Evi M. Mercken1, Elisa Majounie2, Jinhui Ding2, Rong Guo3, Jiyoung Kim3, Michel Bernier1, Julie Mattison1, Mark R. Cookson2, Myriam Gorospe3, Rafael de Cabo1, Kotb Abdelmohsen3
  • 1Experimental Gerontology Section, Translational Gerontology Branch, National Institute on Aging, National Institutes of Health, Baltimore, MD 21224, USA
  • 2Cell Biology and Gene Expression Section, Laboratory of Neurogenetics, National Institute on Aging, National Institutes of Health, Bethesda, MD 20892, USA
  • 3Laboratory of Genetics, National Institute on Aging, National Institutes of Health, Baltimore, MD 21224, USA
Received: August 16, 2013Accepted: September 7, 2013Published: September 9, 2013
https://doi.org/10.18632/aging.100598

Copyright: © 2013 Mercken et al. This is an open-access article distributed under the terms of the Creative Commons Attribution License, which permits unrestricted use, distribution, and reproduction in any medium, provided the original author and source are credited.

Abstract

The levels of microRNAs (miRNAs) are altered under different conditions such as cancer, senescence, and aging.

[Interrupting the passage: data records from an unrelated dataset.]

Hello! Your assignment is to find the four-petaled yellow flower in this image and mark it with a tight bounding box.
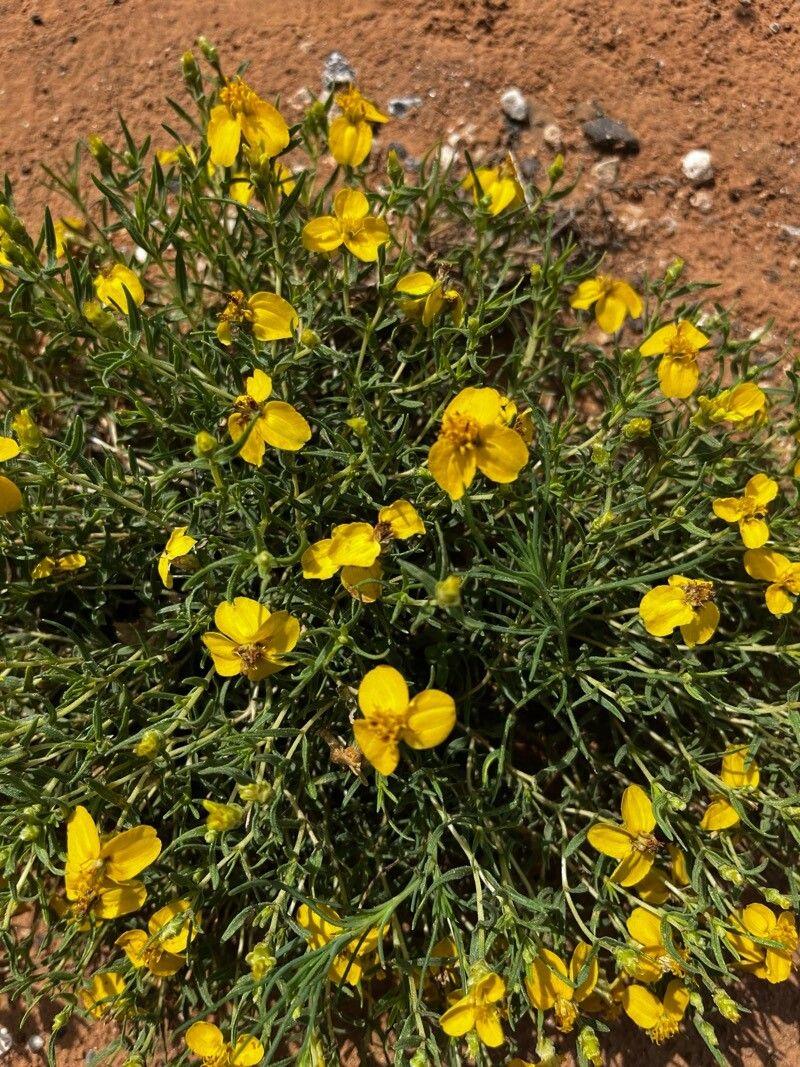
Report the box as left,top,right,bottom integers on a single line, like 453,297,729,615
587,784,659,886
622,978,689,1045
64,806,161,919
625,908,683,984
31,552,86,582
639,319,708,400
158,526,197,589
439,971,506,1049
295,904,381,986
428,386,528,500
695,382,767,426
639,574,719,649
570,274,644,333
301,500,425,604
94,264,144,315
525,941,598,1033
228,370,311,466
203,596,300,682
462,156,525,214
185,1022,263,1067
80,971,125,1019
217,289,300,345
711,474,778,548
353,665,455,775
114,901,194,978
303,189,389,262
745,548,800,615
395,270,464,327
700,746,761,830
327,85,388,166
725,904,798,984
206,78,289,166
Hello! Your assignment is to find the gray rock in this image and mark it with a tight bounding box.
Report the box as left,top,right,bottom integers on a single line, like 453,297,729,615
500,89,528,124
582,115,639,156
322,52,355,93
389,96,422,118
681,148,714,186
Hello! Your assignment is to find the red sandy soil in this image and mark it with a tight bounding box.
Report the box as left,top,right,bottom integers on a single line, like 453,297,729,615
0,0,800,1067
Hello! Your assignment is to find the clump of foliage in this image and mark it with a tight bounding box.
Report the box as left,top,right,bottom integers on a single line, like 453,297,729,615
0,44,800,1067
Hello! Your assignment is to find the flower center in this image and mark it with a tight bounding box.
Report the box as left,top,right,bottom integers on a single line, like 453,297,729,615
439,412,480,452
220,78,258,115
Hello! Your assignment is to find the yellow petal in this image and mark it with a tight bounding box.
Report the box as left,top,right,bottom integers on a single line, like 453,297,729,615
358,664,409,719
327,115,372,166
100,826,161,881
353,719,400,775
378,500,425,541
206,103,242,166
681,601,719,649
0,475,22,515
402,689,455,749
345,216,389,264
247,292,300,341
258,400,311,452
302,214,345,252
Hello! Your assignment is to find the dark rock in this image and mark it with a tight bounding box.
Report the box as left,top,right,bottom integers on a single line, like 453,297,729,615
582,115,639,156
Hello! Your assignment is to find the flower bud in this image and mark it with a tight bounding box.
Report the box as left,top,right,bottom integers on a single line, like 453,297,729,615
436,574,463,608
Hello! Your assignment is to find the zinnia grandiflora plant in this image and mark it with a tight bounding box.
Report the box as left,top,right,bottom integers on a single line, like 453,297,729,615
0,39,800,1067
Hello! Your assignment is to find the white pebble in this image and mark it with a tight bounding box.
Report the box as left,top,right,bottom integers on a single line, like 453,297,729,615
681,148,714,186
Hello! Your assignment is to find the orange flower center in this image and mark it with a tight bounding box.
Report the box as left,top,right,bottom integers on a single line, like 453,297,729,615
439,412,480,452
220,78,258,116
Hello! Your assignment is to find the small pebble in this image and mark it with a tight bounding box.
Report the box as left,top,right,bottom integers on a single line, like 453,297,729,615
322,52,355,93
389,96,422,118
500,89,528,123
681,148,714,186
542,123,564,152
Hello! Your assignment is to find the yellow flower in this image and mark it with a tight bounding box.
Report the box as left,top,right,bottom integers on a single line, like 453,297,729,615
711,474,778,548
201,800,244,833
206,78,289,166
587,785,658,886
428,386,528,500
114,901,194,978
31,552,86,582
622,978,689,1045
725,904,798,984
80,971,125,1019
570,274,644,334
228,370,311,466
94,264,144,315
695,382,767,426
301,500,425,603
625,908,683,984
636,845,689,905
217,289,300,345
52,217,85,259
700,746,761,830
745,548,800,615
158,526,197,589
294,904,381,986
639,574,719,649
353,665,455,775
327,85,388,166
395,270,464,327
461,156,525,214
644,313,708,400
303,189,389,262
439,971,506,1049
64,806,161,919
185,1022,263,1067
203,596,300,682
525,941,598,1032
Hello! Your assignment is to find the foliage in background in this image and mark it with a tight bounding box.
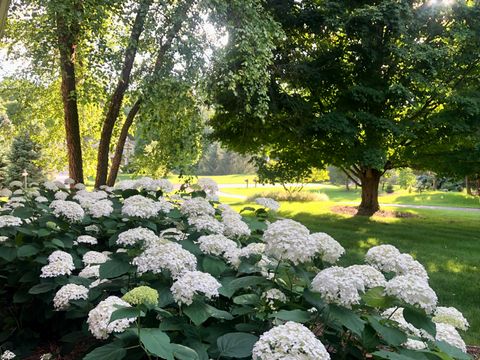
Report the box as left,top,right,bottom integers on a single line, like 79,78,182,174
5,133,44,183
212,0,480,215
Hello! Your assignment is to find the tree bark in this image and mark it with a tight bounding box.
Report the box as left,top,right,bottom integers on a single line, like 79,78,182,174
357,169,382,216
107,99,142,186
95,0,152,188
106,0,194,186
56,3,83,183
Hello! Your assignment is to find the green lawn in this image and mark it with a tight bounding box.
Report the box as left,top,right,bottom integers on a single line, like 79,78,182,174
223,197,480,345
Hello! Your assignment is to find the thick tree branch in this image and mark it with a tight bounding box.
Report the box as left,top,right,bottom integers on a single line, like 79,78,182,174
95,0,152,188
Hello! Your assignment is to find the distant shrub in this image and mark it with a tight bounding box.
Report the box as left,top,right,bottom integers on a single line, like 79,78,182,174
247,191,330,202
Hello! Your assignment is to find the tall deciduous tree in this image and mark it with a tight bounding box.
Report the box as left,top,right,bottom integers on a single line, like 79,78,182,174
212,0,480,215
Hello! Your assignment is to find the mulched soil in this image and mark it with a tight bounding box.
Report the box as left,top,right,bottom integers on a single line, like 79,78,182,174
330,206,419,218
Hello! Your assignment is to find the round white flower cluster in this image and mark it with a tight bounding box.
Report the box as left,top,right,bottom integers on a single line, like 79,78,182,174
82,251,109,265
73,235,98,245
40,250,75,278
346,265,387,289
263,219,318,265
435,323,467,353
310,233,345,264
188,215,225,234
55,190,68,200
222,207,251,238
261,289,287,310
170,271,222,305
196,235,238,256
0,350,17,360
385,275,437,313
117,227,159,246
432,306,470,331
78,265,100,279
255,197,280,211
180,197,215,217
122,195,173,219
132,241,197,278
87,296,136,339
53,284,88,311
365,245,428,279
0,215,22,229
311,266,365,308
50,200,85,222
252,321,330,360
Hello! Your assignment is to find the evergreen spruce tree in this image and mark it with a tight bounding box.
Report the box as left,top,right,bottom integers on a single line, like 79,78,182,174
6,134,43,184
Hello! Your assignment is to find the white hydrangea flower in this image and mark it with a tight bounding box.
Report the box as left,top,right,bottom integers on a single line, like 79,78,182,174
252,321,330,360
132,241,197,278
0,215,22,229
82,251,109,265
239,243,265,258
310,233,345,264
84,199,113,219
432,306,470,331
0,350,17,360
85,225,100,234
222,213,251,238
50,200,85,222
263,219,318,265
78,265,100,279
73,235,98,245
196,235,237,256
74,183,87,190
403,339,427,350
365,245,400,272
63,178,75,185
311,266,365,308
87,296,136,339
180,197,215,217
53,284,88,311
255,197,280,211
197,178,218,196
122,195,173,219
385,275,437,313
0,188,12,197
170,271,222,305
117,227,159,246
188,215,225,234
435,323,467,353
43,181,58,191
346,265,387,289
40,250,75,278
55,191,68,200
261,289,288,310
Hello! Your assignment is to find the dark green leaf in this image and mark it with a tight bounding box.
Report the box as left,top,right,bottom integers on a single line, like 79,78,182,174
217,332,258,359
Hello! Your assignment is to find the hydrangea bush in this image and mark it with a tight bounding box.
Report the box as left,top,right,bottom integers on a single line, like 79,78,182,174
0,178,469,360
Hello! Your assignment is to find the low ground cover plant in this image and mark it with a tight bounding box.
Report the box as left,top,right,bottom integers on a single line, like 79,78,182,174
0,178,469,360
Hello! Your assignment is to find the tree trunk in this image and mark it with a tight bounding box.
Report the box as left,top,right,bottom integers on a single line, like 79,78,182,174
465,176,473,195
56,6,83,183
107,99,141,186
357,169,382,216
104,0,194,186
95,0,152,188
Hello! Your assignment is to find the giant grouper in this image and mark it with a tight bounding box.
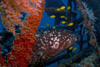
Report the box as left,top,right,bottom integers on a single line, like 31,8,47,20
29,28,78,67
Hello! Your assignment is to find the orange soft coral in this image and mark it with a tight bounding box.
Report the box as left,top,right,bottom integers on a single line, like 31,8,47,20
0,0,43,35
0,0,45,67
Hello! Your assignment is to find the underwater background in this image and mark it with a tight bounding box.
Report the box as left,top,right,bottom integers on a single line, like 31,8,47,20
0,0,100,67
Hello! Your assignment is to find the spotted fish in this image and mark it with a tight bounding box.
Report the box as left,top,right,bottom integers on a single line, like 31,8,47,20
31,28,78,64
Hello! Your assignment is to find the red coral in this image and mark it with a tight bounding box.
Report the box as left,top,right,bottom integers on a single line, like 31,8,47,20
0,0,45,67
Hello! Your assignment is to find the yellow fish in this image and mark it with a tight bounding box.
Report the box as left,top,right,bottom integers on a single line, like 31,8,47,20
60,6,65,10
66,6,70,10
62,21,66,24
65,17,67,20
45,23,49,26
60,16,65,18
69,46,73,50
69,53,72,57
67,22,73,26
52,26,56,29
50,15,56,18
72,47,77,51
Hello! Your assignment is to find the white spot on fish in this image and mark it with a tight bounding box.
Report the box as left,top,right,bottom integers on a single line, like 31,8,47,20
49,41,52,45
40,39,45,46
51,38,53,40
50,33,53,36
36,34,40,37
45,40,48,42
51,42,59,49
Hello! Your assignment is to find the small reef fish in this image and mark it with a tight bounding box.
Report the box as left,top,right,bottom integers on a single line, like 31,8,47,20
60,6,65,10
52,26,56,29
72,47,77,51
50,15,56,18
57,8,61,11
69,46,73,50
45,23,49,26
69,53,72,57
62,21,66,24
60,16,65,18
31,27,78,67
66,6,70,10
67,22,73,26
60,16,67,20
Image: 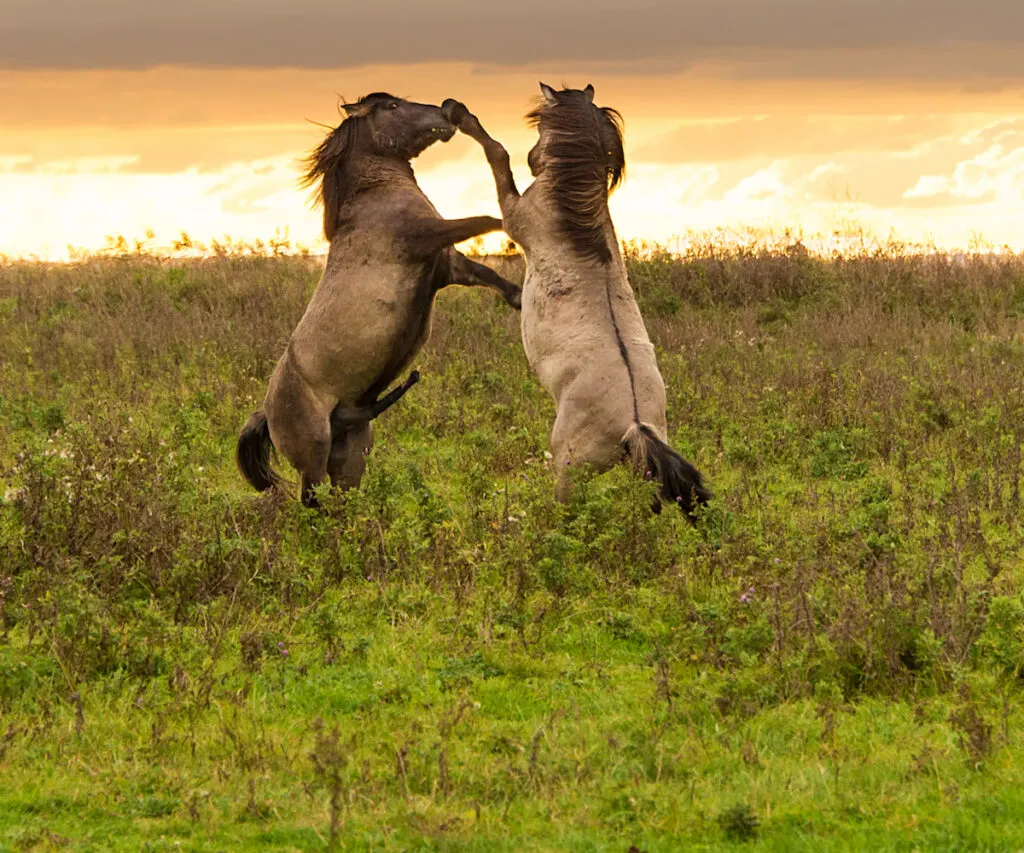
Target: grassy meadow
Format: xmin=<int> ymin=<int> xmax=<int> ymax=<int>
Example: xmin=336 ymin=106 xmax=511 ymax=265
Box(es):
xmin=0 ymin=245 xmax=1024 ymax=853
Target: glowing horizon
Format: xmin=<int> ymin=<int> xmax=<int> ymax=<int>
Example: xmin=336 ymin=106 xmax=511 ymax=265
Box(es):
xmin=0 ymin=62 xmax=1024 ymax=260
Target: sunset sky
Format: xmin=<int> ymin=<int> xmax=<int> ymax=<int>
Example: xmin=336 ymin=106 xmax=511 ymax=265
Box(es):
xmin=0 ymin=0 xmax=1024 ymax=258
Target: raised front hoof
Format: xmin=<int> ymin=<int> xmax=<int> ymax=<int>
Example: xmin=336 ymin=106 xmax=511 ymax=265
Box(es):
xmin=441 ymin=97 xmax=470 ymax=127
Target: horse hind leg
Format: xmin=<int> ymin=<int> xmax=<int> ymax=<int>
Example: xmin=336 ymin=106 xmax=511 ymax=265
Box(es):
xmin=550 ymin=408 xmax=621 ymax=504
xmin=264 ymin=361 xmax=331 ymax=507
xmin=327 ymin=421 xmax=374 ymax=488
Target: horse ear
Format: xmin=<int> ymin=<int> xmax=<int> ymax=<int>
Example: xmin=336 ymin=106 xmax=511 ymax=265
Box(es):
xmin=340 ymin=101 xmax=373 ymax=119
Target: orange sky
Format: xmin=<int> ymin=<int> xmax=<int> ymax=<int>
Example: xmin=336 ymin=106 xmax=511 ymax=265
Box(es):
xmin=0 ymin=56 xmax=1024 ymax=258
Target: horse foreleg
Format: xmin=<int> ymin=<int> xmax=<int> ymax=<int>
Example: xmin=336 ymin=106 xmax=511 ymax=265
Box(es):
xmin=328 ymin=422 xmax=374 ymax=488
xmin=452 ymin=252 xmax=522 ymax=309
xmin=441 ymin=98 xmax=519 ymax=212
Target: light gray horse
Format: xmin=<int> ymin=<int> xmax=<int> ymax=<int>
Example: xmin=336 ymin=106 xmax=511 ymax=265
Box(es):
xmin=236 ymin=92 xmax=520 ymax=506
xmin=442 ymin=83 xmax=710 ymax=519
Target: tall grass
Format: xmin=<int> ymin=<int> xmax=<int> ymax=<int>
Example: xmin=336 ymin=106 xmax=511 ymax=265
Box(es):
xmin=0 ymin=245 xmax=1024 ymax=850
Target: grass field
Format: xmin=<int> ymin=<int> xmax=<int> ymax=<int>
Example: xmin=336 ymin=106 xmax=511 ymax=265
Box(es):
xmin=0 ymin=246 xmax=1024 ymax=853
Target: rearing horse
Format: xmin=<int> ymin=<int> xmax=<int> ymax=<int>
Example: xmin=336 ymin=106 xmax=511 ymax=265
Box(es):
xmin=236 ymin=92 xmax=520 ymax=506
xmin=441 ymin=83 xmax=711 ymax=520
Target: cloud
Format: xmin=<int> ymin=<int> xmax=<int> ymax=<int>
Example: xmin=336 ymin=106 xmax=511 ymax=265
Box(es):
xmin=634 ymin=115 xmax=956 ymax=163
xmin=0 ymin=0 xmax=1024 ymax=79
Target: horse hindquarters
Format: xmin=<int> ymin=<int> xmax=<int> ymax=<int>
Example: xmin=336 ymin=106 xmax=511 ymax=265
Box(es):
xmin=623 ymin=423 xmax=711 ymax=521
xmin=234 ymin=409 xmax=281 ymax=492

Here, we have identified differentially expressed miRNAs in skeletal muscle from young and old rhesus monkeys using RNA sequencing. In old muscle, several miRNAs were upregulated, including miR-451, miR-144, miR-18a and miR-15a, while a few miRNAs were downregulated, including miR-181a and miR-181b. A number of novel miRNAs were also identified, particularly in old muscle. We also examined the impact of caloric restriction (CR) on miRNA abundance by reverse transcription (RT) followed by real-time, quantitative (q)PCR analysis and found that CR rescued the levels of miR-181b and chr1:205580546, and also dampened the age-induced increase in miR-451 and miR-144 levels. Our results reveal that there are changes in expression of known and novel miRNAs with skeletal muscle aging and that CR may reverse some of these changes to a younger phenotype.